The two independent equations of circuits in integral form of field theory: The fundamental law of c

Circuit theory is an extremely important basic theory in electrical and electronic sciences and technologies. Over more than a century, researchers have come to the conclusion that a fundamental law of circuits needs to satisfy the following three conditions: (1) Independency. It must be able to solve independently the basic problems of general solutions to the distribution of current and voltage in circuits. (2)Fundamentality. It cannot be derived from circuit theory and it must be the starting point for the establishment of circuit theory; it deduces the problem relevant to circuit theory by using purely logical inference, and establishes circuit theory into an independent deductive system. (3) Applicability.
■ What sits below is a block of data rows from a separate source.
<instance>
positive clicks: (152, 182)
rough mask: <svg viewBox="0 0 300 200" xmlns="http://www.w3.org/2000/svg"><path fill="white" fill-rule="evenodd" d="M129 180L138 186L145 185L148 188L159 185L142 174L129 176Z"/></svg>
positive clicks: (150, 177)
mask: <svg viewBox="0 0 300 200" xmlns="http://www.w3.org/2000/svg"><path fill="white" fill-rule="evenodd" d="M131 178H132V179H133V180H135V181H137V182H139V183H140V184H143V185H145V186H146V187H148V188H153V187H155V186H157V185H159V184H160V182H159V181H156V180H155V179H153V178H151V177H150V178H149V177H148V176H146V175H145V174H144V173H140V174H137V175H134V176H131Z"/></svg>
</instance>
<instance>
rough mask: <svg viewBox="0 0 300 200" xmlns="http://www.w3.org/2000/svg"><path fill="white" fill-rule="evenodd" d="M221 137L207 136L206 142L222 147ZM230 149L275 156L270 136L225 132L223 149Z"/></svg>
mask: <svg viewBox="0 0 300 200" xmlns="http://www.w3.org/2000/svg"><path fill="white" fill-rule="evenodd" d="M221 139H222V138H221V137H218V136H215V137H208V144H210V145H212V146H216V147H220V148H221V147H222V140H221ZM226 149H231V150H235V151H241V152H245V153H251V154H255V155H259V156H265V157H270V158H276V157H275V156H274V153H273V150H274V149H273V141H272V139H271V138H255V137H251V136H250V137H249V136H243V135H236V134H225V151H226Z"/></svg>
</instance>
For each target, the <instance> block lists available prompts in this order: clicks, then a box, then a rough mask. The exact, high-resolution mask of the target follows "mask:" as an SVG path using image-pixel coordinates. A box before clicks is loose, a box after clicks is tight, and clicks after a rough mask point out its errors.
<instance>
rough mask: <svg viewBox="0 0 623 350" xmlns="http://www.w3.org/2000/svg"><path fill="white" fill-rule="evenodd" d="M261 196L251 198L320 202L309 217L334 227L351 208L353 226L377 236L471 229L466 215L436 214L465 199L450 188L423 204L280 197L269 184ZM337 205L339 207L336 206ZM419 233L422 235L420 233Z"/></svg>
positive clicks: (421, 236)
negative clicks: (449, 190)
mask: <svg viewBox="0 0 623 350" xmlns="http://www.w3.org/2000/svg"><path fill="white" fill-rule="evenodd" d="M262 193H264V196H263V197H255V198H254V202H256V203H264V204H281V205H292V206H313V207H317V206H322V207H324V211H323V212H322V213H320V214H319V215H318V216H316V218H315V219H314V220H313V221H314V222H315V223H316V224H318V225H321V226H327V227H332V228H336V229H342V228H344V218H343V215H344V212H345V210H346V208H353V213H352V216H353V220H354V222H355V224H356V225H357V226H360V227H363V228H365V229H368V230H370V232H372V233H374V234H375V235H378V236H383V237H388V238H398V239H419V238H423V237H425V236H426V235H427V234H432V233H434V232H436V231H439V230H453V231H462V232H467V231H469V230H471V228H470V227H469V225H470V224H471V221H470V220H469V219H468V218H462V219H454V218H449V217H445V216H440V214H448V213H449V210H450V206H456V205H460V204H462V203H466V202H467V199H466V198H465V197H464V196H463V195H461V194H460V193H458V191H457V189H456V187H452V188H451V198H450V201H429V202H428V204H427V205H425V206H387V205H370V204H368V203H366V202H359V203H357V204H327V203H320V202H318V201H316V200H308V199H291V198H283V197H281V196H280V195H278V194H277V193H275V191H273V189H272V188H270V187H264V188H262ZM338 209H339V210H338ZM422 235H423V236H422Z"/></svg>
It must be widely applicable to all spheres of circuits,which includes sinusoidal steady-state linear and nonlinear networks, non-sinusoidal steady-state linear and nonlinear networks, transient-state processes, etc. From all networks to which the fundamental law of circuits applies, sinusoidal steady-state linear network is chosen as the most basic one to demonstrate that the two independent equations of circuits in integral form derived from Maxwell equations are able to meet these three conditions. Consequently, it is believed to be the fundamental law of circuits newly recognized today. This paper also makes the initiative to establish a circuit theory by which the basic rules of electromagnetic field govern the circuits, and the unity of electromagnetic fields and circuits is achieved.